7. [geïntimeerde] voert als volgt verweer tegen de incidentele vordering. VGI heeft bij haar incidentele vordering geen rechtmatig belang, in elk geval niet zolang er nog geen uitspraak is gedaan over de kernvraag tussen partijen, namelijk in hoeverre er tussen partijen afspraken zijn gemaakt als door VGI gesteld. Verder zijn de gevraagde bescheiden geen bescheiden aangaande een rechtsbetrekking waarin VGI of haar rechtsvoorgangers partij zijn, en kan ook zonder verschaffing van de gevraagde gegevens redelijkerwijze worden aangenomen dat een behoorlijke rechtsbedeling is gewaarborgd.
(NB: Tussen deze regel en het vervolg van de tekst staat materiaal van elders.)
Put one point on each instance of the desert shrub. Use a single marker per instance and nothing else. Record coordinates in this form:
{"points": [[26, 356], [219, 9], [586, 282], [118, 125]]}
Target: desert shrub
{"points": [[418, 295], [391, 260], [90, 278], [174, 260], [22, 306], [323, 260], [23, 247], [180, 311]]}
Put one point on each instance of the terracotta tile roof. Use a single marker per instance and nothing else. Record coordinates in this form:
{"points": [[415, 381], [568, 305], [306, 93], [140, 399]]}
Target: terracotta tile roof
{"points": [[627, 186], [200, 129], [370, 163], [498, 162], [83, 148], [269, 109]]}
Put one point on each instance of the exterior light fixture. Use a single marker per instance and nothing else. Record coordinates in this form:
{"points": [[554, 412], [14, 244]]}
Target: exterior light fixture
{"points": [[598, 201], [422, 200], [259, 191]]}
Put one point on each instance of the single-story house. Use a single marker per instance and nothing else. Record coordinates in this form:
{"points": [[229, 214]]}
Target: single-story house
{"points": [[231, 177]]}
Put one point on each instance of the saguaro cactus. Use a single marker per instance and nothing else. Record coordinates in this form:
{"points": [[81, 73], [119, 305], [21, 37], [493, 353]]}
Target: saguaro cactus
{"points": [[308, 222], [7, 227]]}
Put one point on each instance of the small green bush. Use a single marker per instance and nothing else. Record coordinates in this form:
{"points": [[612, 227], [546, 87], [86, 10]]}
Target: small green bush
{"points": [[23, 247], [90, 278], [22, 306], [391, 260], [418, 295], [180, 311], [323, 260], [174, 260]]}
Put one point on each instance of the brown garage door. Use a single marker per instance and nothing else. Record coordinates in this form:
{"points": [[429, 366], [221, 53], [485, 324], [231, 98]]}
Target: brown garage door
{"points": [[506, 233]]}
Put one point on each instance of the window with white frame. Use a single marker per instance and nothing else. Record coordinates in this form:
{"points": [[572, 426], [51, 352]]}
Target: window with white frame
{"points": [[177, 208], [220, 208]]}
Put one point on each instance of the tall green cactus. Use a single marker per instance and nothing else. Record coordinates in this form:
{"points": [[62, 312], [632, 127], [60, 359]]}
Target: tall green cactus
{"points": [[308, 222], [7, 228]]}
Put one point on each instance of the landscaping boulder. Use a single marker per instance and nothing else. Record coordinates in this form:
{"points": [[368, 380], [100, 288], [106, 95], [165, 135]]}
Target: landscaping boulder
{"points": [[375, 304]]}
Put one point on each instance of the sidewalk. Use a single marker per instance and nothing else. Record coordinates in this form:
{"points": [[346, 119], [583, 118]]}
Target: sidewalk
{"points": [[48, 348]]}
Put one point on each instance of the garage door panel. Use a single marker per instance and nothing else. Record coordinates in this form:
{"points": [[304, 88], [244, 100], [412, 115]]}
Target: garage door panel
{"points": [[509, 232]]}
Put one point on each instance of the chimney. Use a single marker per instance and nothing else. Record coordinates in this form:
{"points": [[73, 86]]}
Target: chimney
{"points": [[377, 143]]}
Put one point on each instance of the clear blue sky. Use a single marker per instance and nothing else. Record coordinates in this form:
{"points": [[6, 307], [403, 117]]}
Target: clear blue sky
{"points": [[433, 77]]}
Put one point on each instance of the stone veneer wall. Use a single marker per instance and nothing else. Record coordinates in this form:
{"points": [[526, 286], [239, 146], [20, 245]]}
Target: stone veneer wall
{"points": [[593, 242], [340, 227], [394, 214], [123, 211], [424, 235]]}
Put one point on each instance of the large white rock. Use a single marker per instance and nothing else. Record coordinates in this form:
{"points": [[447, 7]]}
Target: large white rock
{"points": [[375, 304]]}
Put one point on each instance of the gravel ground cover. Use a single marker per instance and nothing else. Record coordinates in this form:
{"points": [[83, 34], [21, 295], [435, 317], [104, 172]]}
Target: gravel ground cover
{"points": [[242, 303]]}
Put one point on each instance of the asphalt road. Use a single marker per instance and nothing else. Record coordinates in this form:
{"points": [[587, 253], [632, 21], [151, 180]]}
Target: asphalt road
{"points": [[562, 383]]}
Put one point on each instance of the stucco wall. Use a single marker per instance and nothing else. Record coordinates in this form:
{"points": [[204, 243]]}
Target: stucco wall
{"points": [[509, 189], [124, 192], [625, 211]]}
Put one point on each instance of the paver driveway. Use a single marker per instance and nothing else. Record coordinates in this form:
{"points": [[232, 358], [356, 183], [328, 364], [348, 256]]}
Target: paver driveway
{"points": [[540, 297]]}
Ten slotte is het gevorderde in strijd met zijn recht op privacy (art. 10 Grondwet).
8. Het hof oordeelt als volgt. In de hoofdzaak vordert VGI dat [geïntimeerde] uitvoering geeft aan een verplichting tot het doen van betalingen, omschreven in het in 2.4 aangehaalde beding. De rechtbank heeft de vordering afgewezen op grond van het oordeel dat het beding voor [geïntimeerde] geen door VGI afdwingbare verplichtingen in het leven riep. In hoger beroep staat in de hoofdzaak de vraag centraal of dit oordeel van de rechtbank juist is. Indien het hof met de rechtbank van oordeel zou zijn dat VGI geen afdwingbare rechten aan het beding kan ontlenen, zal dat leiden tot bekrachtiging van het bestreden vonnis. Het is duidelijk dat VGI in dat geval geen aanspraak kan maken op overlegging van dan wel inzage in de door haar in het incident genoemde bescheiden. Eerst indien het hof in de hoofdzaak tot een andere conclusie komt dan de rechtbank met betrekking tot het beding, bestaat mogelijk belang bij het alsnog verschaffen van de relevante financiële gegevens.
9. In dit incident bestaat geen aanleiding om thans vooruit te lopen op de beantwoording van de vraag of het oordeel van de rechtbank juist is. Dat staat thans aan toewijzing van de incidentele vordering in de weg. Het hof zal de beslissing in het incident daarom aanhouden.